I came back to Guédiawaye feeling that I had come home. In Guédiawaye I was given a small room, a mattress, bucket showers, a squat toilet and shared meals. In Guédiawaye I was also given what at the end of three weeks truly feels like a family, and a home. They asked for absolutely nothing in return, and I ended up giving them what I would have been paying at a hotel anyway but under no illusions that I was in any way repaying their kindness.


In Guédiawaye I passed afternoons drinking tea among friends, talking about nothing at all, or whether 2Pac is really dead (I was told he's hiding in Accra--"Why Ghana and not Senegal?" I asked. "Parce que Ghana est un pays anglophone." Of course.) On other afternoons we talked about the failing Senegalese economy, no work even for university graduates, the need to immigrate to Europe just to keep families fed. On others we talked about slavery, the fact that my ancestors owned men and women stolen from these coasts. There can be no fixed monument to the slave trade because it is a monument that visits you.
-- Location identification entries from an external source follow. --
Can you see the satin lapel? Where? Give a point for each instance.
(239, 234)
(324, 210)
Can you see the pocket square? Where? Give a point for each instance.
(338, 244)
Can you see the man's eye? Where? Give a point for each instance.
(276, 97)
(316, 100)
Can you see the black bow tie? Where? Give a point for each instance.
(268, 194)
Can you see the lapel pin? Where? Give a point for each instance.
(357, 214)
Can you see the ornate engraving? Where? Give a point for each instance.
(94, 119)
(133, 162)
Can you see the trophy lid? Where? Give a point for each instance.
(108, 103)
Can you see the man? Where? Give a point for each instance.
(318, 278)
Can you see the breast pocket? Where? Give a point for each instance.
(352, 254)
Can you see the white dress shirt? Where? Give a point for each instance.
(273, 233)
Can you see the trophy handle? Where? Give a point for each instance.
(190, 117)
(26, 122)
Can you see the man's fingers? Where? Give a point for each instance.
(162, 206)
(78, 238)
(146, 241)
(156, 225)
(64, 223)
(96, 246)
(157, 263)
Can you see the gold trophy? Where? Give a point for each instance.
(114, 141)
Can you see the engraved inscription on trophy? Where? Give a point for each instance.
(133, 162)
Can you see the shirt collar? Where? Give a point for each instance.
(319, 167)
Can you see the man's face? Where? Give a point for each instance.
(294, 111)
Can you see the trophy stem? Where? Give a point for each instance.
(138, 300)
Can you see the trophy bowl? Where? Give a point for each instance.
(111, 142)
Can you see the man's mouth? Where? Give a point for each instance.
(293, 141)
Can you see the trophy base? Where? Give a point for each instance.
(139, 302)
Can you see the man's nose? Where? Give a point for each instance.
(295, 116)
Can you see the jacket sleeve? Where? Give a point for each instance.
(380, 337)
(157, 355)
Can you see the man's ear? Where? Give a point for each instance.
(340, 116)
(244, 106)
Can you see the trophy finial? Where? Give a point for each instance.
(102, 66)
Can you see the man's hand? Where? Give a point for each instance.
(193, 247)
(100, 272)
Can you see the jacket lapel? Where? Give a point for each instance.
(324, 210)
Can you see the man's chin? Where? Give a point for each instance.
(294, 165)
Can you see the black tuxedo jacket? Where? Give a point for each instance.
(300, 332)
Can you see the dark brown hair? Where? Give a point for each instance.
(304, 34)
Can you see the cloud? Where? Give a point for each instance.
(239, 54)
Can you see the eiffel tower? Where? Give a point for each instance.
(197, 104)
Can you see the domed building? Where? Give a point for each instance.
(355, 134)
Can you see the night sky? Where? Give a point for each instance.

I left the Porte Sans Retour unmoved, but in Guédiawaye ended some days crying because it is overwhelming to be treated with the greatest humanity among people whom my ancestors treated with the least.


In Guédiawaye my family called me Aissata and gave me their family name Sow. I bore it as proudly as I hope the deliveryman in the San Francisco elevator bears my mother's family's name Deming as something fiercely his own. Or as proudly as the other descendants of my family's slaves may have cast off that name in exchange for another, not imposed, but chosen freely.


In Guédiawaye I was given everything and asked for nothing. These are the nicest people in the world, and they treated me with the best kindness-- kindness that cannot be repaid, but only passed on to others, expecting nothing in return because la vie est comme ça, that's just the way life is.

And I think about that Western mantra that "there is no such thing as free lunch," think about the reception we tend to give non-white immigrants in our countries, and then think about my friend Samba (the one who helped me with directions that first day) getting ready to immigrate to Spain just to see his family fed and the lights kept on. And I am scared for him, scared for what he will find, because human beings, capable of being limitlessly kind, are too often unimaginably cruel.


I love you guys. Please be good to one another.




Fitz



4 comments:

Anonymous said...

beautiful

Anonymous said...

beautiful

Anonymous said...

... that's what i get for being impatient

Anonymous said...

maura,

every time i go back to your blog, i'm struck again by these incredible little slices of our world that your heart has uniquely processed and relayed back to us like a satellite travelling the cosmos. never would i have imagined such a voyage was possible.